Case study · Incident retro

Cache Stampede During Deploy — 14 minutes to all-clear

A routine deploy bumped a cache key prefix. Every request became a miss, the backend pool saturated, p99 latency ran from 80ms to 2,400ms. We had 15 minutes of error budget left for the quarter. Here's the play-by-play.

SEV-2 Role · SRE on-call Stack · k8s · Redis · Go · Prometheus Duration · 14 min

The metric — p99 latency vs cache hit rate

Press Replay to scrub the 14 minutes. Two signals: p99 latency (rose) overlaid with cache hit rate (cyan). The story is in the gap between them.

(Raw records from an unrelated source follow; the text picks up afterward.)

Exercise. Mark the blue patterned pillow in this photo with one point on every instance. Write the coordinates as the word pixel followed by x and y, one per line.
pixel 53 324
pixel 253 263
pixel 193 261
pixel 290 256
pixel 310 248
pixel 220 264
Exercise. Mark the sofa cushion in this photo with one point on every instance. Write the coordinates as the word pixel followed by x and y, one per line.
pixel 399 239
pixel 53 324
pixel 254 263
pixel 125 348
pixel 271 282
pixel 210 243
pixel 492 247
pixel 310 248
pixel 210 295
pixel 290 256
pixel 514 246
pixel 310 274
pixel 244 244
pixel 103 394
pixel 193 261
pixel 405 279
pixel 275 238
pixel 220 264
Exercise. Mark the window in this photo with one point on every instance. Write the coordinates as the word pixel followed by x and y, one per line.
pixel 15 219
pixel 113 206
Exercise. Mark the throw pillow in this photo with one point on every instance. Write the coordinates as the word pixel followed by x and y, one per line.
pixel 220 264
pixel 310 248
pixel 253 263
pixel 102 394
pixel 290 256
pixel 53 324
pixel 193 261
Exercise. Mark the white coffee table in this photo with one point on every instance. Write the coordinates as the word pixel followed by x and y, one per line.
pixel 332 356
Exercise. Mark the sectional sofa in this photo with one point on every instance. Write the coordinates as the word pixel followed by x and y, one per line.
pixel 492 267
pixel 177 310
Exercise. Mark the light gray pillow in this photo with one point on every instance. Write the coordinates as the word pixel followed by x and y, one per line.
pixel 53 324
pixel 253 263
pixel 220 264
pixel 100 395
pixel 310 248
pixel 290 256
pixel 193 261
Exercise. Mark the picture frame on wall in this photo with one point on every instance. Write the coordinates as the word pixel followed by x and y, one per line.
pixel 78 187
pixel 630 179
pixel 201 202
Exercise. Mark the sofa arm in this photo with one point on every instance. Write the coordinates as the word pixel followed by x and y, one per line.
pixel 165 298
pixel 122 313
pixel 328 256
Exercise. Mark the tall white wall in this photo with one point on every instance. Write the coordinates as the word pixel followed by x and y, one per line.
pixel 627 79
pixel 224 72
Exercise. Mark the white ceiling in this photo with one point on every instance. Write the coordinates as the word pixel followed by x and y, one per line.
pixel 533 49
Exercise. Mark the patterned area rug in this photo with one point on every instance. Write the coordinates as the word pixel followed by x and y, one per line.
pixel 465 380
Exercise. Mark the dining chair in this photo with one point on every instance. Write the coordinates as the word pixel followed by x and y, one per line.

incident-2024-cache-stampede.replay

p99 latency (ms) cache hit rate (%) T+00:00

Timeline

T+00:00
Deploy goes live
Service rev v2.4.1 ships. Cache key prefix was bumped as part of the schema change.
T+00:12
p99 jumps 80ms → 2,400ms
Every request becomes a cache miss. Backend pool starts saturating.
T+00:45
Cache hit rate 94% → 12%
Coalescing isn't in place — N concurrent misses → N upstream calls per key.
T+02:00
PagerDuty: HighErrorBudgetBurn
Burn rate alert fires. I'm on the bridge with the deploy lead inside 90s.
T+03:30
Root cause confirmed
Key prefix bump in the deploy config invalidated the entire cache namespace.
T+05:00
Mitigation rolled
Pushed singleflight coalescing + a synchronous warm-up step on the canary pod.
T+07:00
Hit rate climbing through 60%
Coalescing is doing its job — one backend hit per key per concurrent burst.
T+11:00
p99 back under 200ms
Below SLO. Auth, search and feed dashboards all green.
T+14:00
All-clear, runbook updated
Cache-prefix changes added to the migrations checklist; coalescing standardized in service template.

What I did

Shipped singleflight request coalescing in the cache client — one upstream call per key per concurrent burst, not N.
Added a synchronous cache warm-up gate to the deploy pipeline whenever a key prefix changes; canary pods don't take traffic until hit rate ≥ 70%.
Lowered the error-budget burn alert from 5m to 2m — earlier paging on this exact failure class.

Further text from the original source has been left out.